L’Art [dans son ensemble, à la fois symbole, processus de création, fonction sociale…] et les sentiments sont enchevêtrés dans le récit de cet album. Dépendants totalement l’un de l’autre, la création nourrit les émotions et leur permet d’être exprimées. En faisant sans cesse appel à des références artistiques, le couple Seabearstein – Mireille Darc donne un sens à l’excitation et au désir ressentis pour le partenaire. Ainsi, ces deux amants font appel à leur connaissance des créations réalisées à différentes époques de l’Histoire, ils se comparent parfois à des œuvres d’art et notamment aux canons de beauté d’époques révolues. Quelque soit le sujet abordé (la religion – et le judaïsme en particulier -, l’amour, la guerre ou l’amitié), l’expression artistique vient étayer leur propos.

A première vue, le scénario semble décousu.

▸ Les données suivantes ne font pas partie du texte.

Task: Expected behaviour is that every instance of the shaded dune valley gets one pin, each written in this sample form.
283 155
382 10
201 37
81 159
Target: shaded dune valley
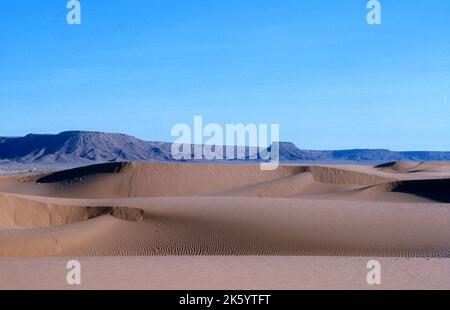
160 209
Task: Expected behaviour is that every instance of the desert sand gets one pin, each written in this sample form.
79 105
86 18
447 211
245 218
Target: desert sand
394 211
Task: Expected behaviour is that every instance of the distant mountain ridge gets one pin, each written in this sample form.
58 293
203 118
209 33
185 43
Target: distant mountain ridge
94 147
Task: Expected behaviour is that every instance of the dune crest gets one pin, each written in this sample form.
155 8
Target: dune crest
143 209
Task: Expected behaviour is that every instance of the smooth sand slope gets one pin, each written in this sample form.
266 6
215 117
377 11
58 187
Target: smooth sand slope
130 209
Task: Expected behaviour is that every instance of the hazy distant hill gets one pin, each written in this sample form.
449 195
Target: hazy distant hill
89 147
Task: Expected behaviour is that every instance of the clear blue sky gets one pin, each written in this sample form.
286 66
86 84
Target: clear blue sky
315 67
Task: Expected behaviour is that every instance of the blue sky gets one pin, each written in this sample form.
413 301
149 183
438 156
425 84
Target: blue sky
315 67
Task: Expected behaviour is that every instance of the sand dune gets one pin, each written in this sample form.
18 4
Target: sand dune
131 209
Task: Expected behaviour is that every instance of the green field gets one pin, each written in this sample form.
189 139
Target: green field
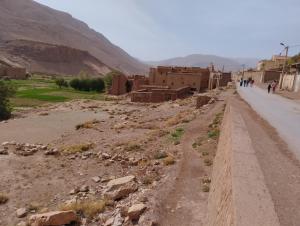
37 91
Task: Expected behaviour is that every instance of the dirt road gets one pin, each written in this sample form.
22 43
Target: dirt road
186 203
280 167
44 129
283 114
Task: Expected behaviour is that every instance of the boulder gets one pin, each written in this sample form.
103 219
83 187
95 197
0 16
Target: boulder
122 192
135 211
96 179
55 218
116 183
22 212
202 100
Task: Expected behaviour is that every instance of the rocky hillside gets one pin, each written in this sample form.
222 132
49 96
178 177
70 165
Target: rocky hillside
201 60
29 20
51 59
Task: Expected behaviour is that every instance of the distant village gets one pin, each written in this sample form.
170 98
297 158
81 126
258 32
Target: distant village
165 83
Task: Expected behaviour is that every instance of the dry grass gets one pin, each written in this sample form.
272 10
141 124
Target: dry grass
181 117
3 198
132 146
208 162
87 208
79 148
87 125
160 155
205 188
169 161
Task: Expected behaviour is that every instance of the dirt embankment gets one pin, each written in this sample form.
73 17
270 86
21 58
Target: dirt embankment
239 194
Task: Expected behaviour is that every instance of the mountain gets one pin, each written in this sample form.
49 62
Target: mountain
29 20
51 59
200 60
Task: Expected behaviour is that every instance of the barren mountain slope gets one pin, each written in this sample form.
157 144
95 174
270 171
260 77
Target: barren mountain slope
51 59
26 19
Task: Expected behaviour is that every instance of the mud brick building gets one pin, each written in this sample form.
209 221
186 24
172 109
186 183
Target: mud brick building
156 94
177 77
119 85
262 76
137 81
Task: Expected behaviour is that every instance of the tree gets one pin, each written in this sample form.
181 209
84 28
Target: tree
96 84
6 91
61 83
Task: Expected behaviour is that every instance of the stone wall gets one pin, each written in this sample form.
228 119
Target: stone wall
176 77
118 85
238 194
159 94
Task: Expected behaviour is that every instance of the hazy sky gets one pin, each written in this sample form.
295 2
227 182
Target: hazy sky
159 29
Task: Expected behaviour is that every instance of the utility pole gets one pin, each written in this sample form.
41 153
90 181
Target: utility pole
285 64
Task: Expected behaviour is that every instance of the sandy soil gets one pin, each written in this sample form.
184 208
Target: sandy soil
131 134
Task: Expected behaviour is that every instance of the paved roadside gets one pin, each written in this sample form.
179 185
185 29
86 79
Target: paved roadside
283 114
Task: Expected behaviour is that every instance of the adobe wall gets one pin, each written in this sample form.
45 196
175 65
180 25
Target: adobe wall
177 77
257 76
118 86
288 82
226 77
157 95
271 75
238 194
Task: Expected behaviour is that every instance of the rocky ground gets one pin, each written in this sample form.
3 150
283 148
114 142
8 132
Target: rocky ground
113 170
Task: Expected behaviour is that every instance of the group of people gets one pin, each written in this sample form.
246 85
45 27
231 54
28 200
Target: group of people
273 86
247 82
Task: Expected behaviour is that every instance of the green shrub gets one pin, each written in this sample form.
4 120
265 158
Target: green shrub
61 83
6 91
87 84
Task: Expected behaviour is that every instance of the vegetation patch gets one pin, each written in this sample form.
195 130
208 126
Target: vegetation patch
160 155
205 188
79 148
169 161
88 124
132 146
208 162
176 135
86 208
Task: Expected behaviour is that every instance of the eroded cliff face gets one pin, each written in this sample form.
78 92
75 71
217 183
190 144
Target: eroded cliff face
52 59
29 20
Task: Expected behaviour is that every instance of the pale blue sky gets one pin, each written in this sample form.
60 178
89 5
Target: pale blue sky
159 29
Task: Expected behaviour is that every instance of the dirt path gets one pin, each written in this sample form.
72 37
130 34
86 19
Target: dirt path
280 167
186 203
44 129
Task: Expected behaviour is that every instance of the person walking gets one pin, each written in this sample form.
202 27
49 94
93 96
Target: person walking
274 86
269 87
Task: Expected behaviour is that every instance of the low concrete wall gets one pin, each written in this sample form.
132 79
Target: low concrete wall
238 194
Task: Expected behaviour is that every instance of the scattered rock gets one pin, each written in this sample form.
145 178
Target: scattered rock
84 188
118 220
22 223
56 218
122 192
22 212
3 152
116 183
135 211
96 179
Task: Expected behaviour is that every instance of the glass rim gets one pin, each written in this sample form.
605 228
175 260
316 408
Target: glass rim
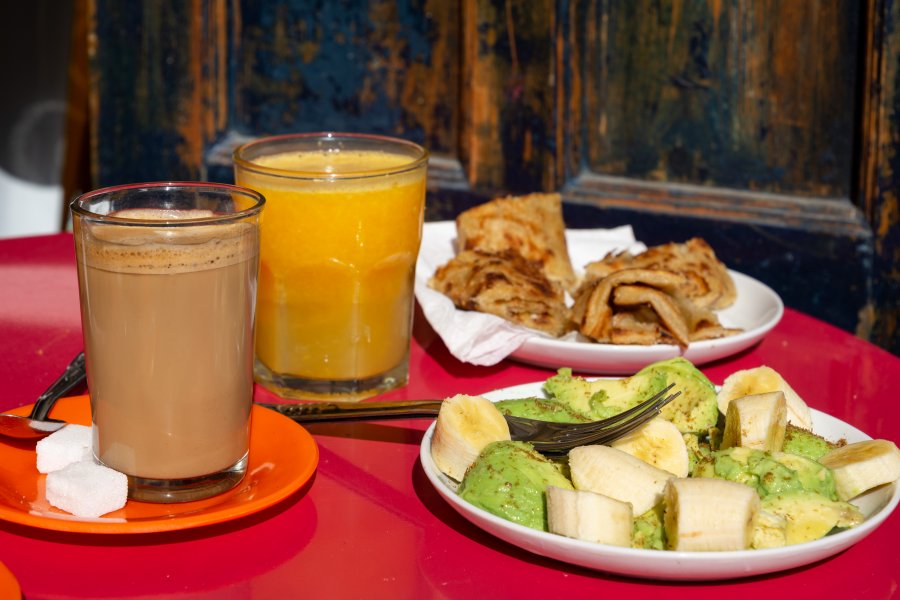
258 201
248 164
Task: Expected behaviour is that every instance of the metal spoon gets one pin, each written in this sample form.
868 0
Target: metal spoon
37 424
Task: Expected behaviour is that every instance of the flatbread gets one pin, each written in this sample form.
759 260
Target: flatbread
706 279
593 309
506 285
530 225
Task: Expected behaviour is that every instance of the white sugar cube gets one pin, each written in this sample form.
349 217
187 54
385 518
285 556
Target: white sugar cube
71 444
87 489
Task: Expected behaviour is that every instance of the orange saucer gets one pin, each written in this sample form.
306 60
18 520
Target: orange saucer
283 457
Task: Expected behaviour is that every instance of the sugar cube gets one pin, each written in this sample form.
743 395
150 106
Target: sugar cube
69 445
87 489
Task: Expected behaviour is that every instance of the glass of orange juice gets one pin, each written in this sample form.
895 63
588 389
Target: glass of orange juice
338 247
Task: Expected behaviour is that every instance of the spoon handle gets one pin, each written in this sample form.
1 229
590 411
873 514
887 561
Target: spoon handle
73 376
339 411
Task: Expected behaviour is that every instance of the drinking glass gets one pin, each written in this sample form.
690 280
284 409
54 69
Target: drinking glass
339 242
167 276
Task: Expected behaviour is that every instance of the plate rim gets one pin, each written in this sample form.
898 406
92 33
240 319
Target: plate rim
304 445
715 566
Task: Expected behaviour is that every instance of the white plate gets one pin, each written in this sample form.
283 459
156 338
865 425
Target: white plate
756 310
483 339
876 505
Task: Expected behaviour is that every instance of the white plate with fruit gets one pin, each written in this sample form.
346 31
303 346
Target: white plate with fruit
874 506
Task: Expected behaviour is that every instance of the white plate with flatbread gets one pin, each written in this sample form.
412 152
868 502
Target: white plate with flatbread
484 339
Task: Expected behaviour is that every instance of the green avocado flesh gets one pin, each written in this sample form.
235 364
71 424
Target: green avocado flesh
776 473
509 479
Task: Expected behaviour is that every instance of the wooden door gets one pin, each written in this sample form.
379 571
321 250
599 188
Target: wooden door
766 127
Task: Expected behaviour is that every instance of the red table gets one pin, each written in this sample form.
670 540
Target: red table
370 525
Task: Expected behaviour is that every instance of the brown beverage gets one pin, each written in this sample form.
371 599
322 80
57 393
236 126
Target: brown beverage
168 316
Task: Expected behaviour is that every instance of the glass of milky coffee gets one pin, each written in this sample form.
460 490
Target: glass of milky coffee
167 276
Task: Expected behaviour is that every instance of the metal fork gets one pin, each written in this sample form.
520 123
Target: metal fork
547 437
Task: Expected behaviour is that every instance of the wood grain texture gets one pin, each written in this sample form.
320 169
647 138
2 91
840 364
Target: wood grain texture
767 125
379 67
510 106
880 169
755 95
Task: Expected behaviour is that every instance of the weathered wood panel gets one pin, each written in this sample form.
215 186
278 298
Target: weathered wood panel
735 120
879 177
754 95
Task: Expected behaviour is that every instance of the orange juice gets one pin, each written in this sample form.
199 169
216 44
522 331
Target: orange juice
337 261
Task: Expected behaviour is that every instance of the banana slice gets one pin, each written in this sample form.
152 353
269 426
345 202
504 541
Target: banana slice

Dans les premières pages de l’album, il met en scène deux amants qui évoluent sur des plans parallèles ;ils semblent incapables d’avoir une conversation sensée, ils passent de la Grèce antique au poker, de Mireille Darc à une envie de glace, d’une envie de baiser à celle d’avoir un chien… A ce stade, on se demande où Sfar veut emmener son lecteur ? Est-ce là sa vision des sentiments amoureux ? Conçoit-il le fait que dans un couple, chacun aspire à connaître l’autre de façon grossière ? Que la recherche d’un consensus permettant d’intégrer l’autre dans son quotidien est un point d’achoppement ?

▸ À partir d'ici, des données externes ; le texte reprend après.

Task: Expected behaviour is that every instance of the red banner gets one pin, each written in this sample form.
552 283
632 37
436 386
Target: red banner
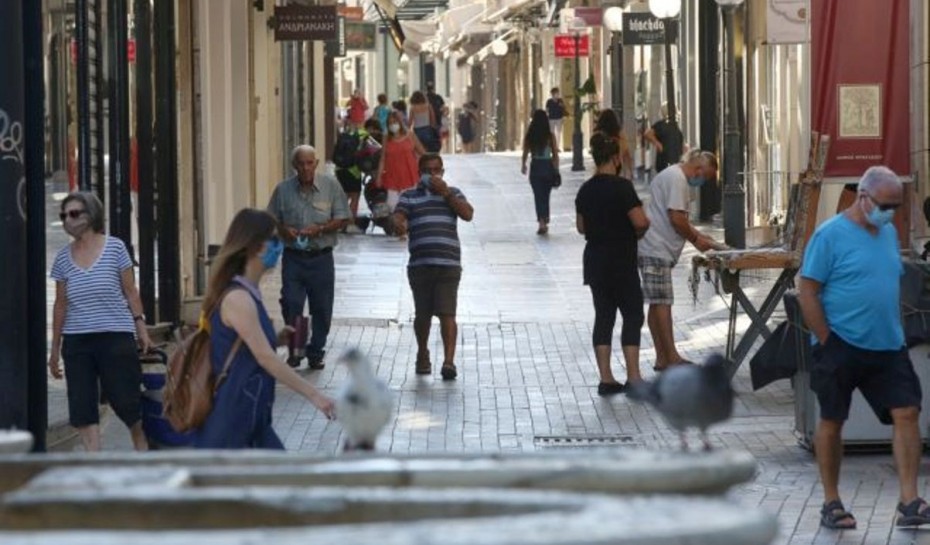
860 88
565 45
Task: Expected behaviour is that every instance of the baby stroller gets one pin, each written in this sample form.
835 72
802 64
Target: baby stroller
376 199
157 429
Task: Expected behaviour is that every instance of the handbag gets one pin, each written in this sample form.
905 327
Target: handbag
190 384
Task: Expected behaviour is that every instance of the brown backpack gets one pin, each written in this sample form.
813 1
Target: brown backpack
190 383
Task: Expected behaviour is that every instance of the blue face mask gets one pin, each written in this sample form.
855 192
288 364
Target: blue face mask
273 251
878 217
696 181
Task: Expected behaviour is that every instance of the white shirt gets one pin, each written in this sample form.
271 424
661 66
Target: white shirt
668 191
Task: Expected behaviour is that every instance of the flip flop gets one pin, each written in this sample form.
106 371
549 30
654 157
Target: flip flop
835 517
912 514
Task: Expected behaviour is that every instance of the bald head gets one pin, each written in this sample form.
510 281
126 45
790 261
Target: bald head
879 179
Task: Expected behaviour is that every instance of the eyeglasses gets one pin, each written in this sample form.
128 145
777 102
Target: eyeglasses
881 206
73 214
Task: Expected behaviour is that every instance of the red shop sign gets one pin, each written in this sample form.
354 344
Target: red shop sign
565 45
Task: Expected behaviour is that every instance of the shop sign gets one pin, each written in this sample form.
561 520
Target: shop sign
646 29
565 45
305 23
351 13
361 36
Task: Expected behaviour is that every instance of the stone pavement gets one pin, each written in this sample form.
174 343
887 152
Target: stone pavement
527 374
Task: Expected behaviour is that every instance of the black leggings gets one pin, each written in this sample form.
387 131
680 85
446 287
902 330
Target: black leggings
628 298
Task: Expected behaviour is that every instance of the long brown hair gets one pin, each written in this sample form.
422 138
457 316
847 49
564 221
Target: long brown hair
249 229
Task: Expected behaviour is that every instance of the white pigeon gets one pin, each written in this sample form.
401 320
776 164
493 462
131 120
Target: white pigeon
364 404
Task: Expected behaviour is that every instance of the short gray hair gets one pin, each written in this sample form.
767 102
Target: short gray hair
92 207
301 149
876 177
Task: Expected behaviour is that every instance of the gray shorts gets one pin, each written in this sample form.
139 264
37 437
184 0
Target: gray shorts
656 276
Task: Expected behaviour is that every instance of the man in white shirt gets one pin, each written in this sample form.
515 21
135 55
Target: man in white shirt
661 247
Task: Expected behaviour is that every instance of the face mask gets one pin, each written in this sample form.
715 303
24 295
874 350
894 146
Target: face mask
76 227
696 181
273 251
878 217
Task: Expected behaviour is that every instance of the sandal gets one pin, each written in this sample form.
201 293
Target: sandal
448 371
835 517
424 366
915 513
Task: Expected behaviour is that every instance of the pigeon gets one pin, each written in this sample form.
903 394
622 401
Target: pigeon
689 396
364 404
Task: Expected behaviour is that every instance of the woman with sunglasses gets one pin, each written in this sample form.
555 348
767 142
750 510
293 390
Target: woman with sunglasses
96 321
235 316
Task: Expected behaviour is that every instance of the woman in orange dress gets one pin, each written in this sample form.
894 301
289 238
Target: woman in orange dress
398 170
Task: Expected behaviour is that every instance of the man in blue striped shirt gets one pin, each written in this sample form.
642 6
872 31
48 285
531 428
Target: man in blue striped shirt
430 212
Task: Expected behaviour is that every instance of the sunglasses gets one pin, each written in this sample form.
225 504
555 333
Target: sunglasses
73 214
883 207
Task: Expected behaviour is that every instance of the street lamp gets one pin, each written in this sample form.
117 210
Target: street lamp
734 194
577 138
668 10
613 21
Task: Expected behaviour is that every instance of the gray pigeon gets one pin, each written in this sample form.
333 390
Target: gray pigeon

Quoi qu’il en soit, le couple décrit par Joann Sfar a – au début du moins – peu de prises pour se construire. Les amants butinent tandis que l’auteur sélectionne des morceaux choisis de leurs activités, tantôt faisant du shopping tantôt sirotant un verre en bord de mer, tantôt le jour tantôt la nuit, le seul point de rencontre étant ces nombreux moments où ils délaissent l’échange pour laisser parler leurs corps.

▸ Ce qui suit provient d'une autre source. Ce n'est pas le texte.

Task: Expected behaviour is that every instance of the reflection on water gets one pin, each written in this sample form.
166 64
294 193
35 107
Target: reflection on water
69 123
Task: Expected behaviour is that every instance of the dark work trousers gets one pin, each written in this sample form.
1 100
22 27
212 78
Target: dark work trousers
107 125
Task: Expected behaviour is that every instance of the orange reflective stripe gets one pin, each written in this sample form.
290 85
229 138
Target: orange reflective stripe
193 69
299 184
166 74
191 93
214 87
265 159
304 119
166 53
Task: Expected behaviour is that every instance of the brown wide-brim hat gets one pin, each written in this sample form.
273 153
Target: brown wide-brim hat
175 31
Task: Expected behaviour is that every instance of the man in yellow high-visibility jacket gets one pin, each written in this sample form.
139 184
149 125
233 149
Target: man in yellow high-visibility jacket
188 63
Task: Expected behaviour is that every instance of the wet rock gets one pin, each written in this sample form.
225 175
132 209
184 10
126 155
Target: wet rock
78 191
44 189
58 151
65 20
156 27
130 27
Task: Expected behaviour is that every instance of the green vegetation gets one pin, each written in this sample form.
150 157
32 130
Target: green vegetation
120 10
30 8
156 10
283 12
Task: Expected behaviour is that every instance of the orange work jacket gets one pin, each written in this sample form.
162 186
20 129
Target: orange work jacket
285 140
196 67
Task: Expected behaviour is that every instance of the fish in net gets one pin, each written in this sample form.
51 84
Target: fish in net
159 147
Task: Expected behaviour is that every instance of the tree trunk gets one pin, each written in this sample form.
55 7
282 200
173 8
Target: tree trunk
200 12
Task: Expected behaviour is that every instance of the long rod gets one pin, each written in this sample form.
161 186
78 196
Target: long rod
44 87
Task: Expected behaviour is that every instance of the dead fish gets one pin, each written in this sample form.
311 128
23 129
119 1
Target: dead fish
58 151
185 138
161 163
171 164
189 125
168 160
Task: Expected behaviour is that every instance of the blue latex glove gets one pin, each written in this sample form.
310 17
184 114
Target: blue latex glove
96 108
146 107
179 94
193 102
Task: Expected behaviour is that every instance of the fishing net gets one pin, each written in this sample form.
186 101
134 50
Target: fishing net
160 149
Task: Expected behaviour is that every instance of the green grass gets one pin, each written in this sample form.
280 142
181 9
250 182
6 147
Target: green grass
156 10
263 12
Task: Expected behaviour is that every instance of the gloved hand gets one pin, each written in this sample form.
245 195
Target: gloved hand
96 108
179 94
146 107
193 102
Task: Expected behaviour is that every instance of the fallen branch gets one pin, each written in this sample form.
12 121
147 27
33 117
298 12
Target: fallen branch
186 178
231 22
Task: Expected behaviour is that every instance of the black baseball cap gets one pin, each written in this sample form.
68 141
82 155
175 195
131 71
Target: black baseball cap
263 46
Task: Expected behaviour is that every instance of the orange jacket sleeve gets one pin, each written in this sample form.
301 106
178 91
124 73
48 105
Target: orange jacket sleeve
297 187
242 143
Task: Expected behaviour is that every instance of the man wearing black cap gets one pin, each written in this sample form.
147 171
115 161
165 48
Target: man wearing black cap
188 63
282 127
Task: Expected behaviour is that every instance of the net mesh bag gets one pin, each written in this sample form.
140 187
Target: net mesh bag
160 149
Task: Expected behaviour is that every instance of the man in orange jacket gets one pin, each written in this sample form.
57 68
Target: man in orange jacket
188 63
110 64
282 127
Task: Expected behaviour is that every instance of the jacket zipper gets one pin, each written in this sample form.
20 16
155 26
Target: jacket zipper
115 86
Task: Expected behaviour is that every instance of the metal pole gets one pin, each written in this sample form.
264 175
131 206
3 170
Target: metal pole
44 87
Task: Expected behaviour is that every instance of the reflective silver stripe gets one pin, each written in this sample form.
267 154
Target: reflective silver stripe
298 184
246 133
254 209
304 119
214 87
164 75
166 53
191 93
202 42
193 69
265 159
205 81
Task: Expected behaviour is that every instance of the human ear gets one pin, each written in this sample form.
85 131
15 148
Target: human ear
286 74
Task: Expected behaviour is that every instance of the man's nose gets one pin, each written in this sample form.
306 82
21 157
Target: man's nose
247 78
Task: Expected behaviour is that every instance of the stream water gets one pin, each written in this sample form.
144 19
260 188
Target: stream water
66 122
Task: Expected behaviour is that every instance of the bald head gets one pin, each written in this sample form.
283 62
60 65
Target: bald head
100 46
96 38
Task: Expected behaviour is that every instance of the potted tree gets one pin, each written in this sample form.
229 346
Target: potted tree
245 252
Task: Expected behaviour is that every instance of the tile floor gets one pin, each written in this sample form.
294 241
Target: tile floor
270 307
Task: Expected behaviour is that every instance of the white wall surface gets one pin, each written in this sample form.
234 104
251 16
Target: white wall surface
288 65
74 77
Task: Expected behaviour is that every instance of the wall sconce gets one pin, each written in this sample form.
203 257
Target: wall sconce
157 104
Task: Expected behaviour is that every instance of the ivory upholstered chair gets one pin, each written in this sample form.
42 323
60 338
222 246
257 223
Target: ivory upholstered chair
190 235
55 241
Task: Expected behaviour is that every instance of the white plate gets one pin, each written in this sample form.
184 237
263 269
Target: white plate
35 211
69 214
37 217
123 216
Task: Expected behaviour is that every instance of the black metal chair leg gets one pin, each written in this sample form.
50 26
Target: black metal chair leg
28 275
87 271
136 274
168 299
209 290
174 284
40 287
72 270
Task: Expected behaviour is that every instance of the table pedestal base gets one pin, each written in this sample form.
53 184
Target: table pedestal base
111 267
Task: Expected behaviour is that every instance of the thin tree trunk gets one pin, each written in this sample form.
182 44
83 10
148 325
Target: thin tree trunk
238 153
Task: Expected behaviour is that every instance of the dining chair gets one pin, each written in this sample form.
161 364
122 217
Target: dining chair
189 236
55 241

Puis, la frivolité s’estompe doucement. A l’instar de la relation amoureuse, le scénario se construit par strates et trouve rapidement son rythme. Les échanges gagnent en cohérence à partir du moment où les personnages s’installent en concubinage. Ils acceptent de se dévoiler davantage et se montrent sous leurs véritables visages. Tantôt taquins, tantôt témoignant d’une profonde sincérité, le lecteur ressent ce désir croissant et constant qu’ils ont l’un de l’autre. Sfar décrit bien cet état de gourmandise à l’égard d’un partenaire, cette envie d’aimer et d’être aimé très forte en débit de relation… et qui se délite trop souvent par la suite. L’auteur montre cette quête de séduction de chaque instant, on sait que les personnages ont conscience qu’ils vivent une période de félicité où la complicité s’installe, les sentiments se consolident et le sexe est une respiration. Joann Sfar suit le mouvement de construction d’un couple, invite le lecteur à les regarder évoluer ensemble, à caler son regard sur l’observation de leur corps car l’essentiel se joue là… dans le regard et le jeu de l’observation. Seabearstein se met à peindre, son amante devient son modèle. Dans cette fiction, le tout est de savoir si ces deux-là jettent finalement des bases solides qui leur permettra de perdurer. Un jeu d’amour et de hasard…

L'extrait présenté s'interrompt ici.